Mi amigo Memo, exasperado, me dice:
“Vos, de gallina, serías un desastre. No habrías terminado de poner el huevo ni empezar a empollarlo cuando cada tres minutos te asomarías inquieta al nido para revisarlo, toc toc en la cascarita y la preguntadera: “¿qué, pollito? Listo para nacer? cómo cuánto falta? A qué horas pensás salir?”

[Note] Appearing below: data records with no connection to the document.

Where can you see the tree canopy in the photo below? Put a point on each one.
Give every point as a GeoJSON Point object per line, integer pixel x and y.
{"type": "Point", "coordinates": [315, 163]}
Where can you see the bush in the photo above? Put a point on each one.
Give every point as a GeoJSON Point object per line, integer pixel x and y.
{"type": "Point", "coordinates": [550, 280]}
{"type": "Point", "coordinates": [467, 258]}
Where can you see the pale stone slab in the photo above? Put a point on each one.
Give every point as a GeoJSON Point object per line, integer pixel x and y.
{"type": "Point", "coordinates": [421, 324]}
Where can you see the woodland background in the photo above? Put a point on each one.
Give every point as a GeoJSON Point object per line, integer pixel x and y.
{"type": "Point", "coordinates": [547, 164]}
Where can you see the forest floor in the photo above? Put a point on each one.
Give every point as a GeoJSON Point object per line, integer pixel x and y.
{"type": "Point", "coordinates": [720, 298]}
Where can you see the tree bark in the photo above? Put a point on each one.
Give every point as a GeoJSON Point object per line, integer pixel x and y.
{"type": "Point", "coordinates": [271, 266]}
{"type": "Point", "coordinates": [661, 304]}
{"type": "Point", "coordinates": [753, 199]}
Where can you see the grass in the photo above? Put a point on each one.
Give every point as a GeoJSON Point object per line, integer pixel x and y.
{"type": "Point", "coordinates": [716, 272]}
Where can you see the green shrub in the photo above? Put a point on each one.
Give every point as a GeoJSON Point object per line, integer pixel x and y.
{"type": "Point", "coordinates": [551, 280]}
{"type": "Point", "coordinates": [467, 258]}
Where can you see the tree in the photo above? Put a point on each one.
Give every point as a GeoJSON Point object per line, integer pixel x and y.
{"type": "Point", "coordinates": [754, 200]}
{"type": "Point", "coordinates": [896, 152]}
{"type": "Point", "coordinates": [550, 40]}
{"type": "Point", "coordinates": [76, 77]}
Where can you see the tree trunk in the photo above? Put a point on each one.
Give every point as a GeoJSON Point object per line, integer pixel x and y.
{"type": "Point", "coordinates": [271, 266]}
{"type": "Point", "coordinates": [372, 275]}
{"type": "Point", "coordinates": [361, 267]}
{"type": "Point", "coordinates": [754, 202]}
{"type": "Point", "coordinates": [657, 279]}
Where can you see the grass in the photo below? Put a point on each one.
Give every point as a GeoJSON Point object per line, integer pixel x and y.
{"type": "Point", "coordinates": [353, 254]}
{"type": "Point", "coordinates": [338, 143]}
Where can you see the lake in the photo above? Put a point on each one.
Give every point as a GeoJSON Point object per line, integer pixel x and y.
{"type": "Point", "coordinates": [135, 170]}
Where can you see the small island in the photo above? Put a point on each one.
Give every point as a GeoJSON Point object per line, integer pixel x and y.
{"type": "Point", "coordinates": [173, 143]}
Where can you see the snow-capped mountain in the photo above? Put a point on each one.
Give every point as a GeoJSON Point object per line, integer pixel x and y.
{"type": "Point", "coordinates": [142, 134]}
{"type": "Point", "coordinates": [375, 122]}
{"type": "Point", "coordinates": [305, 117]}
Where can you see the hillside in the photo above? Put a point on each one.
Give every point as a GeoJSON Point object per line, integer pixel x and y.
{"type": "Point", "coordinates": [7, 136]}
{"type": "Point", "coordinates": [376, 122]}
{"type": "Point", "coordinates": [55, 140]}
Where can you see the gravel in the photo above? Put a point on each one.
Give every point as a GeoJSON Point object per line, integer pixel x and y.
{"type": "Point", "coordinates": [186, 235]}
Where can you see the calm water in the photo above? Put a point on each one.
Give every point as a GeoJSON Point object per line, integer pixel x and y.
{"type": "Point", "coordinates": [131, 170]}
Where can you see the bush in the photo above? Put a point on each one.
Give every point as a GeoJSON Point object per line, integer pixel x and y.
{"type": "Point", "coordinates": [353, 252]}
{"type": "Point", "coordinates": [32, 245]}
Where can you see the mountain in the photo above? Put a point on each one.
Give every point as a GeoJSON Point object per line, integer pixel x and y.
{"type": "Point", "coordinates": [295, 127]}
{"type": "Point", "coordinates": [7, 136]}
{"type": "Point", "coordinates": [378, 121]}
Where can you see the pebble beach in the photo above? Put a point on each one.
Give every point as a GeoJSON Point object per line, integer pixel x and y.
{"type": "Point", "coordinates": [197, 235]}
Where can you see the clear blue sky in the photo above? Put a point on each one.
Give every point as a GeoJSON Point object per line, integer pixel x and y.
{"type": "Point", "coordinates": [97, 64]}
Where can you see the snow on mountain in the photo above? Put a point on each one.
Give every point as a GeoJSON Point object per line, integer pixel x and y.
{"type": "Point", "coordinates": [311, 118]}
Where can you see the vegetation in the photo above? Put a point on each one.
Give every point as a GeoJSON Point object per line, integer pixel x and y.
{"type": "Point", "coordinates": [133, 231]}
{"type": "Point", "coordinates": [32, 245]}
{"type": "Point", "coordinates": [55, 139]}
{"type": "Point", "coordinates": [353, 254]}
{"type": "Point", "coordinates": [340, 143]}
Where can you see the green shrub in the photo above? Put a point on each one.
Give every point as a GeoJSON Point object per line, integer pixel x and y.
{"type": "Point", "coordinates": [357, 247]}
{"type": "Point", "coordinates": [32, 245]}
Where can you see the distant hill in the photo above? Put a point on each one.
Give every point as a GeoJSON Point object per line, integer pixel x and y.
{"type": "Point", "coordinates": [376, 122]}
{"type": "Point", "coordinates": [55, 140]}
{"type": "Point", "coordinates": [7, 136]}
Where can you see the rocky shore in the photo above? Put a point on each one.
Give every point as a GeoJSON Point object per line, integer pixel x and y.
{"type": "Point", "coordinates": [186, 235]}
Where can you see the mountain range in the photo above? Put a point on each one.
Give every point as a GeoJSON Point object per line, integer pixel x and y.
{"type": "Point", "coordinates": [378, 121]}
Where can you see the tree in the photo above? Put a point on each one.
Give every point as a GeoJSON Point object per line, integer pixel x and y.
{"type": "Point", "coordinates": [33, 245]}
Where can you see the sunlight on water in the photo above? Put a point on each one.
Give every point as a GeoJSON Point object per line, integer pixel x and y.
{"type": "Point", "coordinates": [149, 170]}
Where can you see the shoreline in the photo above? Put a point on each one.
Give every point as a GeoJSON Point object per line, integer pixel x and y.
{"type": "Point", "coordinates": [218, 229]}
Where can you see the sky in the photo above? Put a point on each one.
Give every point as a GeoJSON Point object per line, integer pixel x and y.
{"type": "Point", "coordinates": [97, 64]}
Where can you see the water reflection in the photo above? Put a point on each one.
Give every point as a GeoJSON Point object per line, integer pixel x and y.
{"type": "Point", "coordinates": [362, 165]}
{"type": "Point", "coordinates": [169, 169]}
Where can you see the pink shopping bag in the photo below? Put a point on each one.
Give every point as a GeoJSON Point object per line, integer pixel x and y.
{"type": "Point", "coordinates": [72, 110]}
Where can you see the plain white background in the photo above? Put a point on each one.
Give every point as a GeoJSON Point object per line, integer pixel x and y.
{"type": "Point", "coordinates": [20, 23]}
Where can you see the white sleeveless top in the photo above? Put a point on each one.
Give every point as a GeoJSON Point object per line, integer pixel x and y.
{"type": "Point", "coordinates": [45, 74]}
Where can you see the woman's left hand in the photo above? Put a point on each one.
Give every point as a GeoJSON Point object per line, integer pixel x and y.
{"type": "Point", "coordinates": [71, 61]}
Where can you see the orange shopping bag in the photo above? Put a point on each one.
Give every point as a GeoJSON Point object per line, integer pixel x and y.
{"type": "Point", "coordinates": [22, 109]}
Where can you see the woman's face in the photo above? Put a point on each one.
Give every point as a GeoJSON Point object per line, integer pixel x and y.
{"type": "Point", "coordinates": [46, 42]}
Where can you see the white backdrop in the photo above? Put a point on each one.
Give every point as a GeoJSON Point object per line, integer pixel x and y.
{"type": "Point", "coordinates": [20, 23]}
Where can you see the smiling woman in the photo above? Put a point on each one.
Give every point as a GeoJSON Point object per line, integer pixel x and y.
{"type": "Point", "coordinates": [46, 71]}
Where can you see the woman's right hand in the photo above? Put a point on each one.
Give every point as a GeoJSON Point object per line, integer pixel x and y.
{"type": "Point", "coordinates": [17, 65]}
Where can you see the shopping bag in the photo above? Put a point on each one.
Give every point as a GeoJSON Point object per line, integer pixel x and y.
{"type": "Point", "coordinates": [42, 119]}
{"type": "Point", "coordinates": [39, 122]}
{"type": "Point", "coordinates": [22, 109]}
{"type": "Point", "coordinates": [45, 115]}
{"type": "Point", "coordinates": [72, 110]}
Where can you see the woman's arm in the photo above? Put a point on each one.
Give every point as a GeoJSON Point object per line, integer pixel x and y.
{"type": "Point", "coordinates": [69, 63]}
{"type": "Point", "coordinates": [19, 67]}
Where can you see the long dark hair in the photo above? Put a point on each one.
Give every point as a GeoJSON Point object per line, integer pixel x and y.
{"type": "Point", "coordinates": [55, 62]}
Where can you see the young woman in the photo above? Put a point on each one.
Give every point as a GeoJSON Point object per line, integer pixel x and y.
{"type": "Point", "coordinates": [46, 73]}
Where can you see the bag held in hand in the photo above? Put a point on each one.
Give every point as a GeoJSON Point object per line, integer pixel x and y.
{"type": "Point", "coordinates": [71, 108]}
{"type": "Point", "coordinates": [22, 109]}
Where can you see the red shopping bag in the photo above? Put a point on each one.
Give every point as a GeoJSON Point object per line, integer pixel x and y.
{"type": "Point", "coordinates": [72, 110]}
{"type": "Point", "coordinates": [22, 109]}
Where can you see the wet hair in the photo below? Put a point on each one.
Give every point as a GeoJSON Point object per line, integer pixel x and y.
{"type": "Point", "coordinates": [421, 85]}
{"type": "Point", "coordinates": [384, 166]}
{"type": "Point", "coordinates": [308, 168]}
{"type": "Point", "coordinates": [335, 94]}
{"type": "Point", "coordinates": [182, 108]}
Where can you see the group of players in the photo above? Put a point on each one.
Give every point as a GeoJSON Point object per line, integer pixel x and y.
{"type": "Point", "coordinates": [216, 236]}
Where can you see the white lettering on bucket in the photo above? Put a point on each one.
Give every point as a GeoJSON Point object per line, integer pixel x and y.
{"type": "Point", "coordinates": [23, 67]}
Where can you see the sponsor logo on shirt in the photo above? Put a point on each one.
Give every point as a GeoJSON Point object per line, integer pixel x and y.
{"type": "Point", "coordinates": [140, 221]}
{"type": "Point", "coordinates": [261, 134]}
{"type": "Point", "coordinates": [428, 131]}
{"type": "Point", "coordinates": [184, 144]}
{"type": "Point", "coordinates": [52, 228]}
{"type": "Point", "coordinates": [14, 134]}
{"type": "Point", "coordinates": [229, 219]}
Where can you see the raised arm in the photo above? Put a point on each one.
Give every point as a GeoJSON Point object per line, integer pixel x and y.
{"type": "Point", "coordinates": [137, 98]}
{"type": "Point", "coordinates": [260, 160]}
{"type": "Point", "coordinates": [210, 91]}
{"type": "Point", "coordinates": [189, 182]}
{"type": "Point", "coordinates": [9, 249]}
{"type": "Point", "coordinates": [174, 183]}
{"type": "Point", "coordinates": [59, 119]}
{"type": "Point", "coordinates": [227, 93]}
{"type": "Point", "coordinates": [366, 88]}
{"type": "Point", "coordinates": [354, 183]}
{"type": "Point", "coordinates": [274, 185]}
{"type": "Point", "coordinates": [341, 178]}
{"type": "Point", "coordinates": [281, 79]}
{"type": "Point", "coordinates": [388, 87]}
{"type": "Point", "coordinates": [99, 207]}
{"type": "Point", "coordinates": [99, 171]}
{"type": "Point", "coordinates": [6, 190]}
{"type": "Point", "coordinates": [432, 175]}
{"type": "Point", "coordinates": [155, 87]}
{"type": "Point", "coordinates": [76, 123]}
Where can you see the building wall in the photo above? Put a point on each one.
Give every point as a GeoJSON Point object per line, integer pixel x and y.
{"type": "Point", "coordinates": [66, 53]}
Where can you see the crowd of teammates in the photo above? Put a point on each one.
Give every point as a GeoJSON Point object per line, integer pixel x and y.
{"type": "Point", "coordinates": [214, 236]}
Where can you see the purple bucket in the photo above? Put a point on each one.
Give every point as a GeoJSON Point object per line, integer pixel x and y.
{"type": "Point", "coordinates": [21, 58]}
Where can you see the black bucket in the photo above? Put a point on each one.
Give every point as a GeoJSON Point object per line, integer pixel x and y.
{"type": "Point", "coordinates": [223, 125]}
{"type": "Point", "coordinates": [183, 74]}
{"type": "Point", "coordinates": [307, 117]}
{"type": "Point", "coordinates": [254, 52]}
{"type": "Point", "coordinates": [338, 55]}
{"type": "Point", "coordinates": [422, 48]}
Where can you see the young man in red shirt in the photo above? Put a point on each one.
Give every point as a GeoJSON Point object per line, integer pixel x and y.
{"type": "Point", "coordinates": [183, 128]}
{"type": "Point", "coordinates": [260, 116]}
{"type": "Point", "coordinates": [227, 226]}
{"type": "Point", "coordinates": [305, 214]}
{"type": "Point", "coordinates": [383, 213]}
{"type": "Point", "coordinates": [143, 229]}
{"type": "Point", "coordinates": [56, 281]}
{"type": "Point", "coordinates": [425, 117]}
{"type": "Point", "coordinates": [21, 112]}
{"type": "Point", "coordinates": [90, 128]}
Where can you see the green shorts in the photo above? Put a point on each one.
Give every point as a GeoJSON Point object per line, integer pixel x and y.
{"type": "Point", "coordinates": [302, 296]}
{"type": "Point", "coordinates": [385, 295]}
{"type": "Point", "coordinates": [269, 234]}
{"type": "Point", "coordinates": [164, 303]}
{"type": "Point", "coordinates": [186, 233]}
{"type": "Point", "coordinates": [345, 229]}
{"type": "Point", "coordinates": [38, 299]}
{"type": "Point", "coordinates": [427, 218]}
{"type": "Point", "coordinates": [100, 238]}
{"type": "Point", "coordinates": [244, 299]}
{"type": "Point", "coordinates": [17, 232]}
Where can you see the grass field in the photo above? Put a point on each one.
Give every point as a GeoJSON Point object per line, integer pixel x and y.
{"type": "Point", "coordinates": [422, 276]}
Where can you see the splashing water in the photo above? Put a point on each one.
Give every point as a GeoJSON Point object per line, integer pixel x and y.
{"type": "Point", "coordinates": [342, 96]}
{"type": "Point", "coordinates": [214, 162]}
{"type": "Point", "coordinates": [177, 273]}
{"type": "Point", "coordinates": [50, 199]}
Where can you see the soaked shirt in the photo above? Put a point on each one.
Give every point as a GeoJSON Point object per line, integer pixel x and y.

Y si no te contesta te volvés a sentar a empollar dos minutos, para otra vez coger el huevo, le gritás “¿Qué, ya? Ah, ¿no? Soque, papá, póngale, póngale!” y socollonearlo a ver si con eso hacés que las cosas pasen más rápido. Irías a revisar los relojes y las temperaturas a ver si todo está funcionando y le rogás, con voz de chineada, al son del manipuleo: “No zeáz azí, no vez que tengo muchitaz ganaz de verte?, porfiz, porfiz”.
Lo llevarías a un ultrasonido a ver si es que tiene algo malo. Investigarías fórmulas avanzadas de empollamiento precoz. Consultarías con otras gallinas. Es más, hasta serías capaz de echarlo en agua hirviendo para que se caliente más rápido.
Y decime una cosa: a vos te interesa un huevo duro o un pollo que se te convierta en gallo?”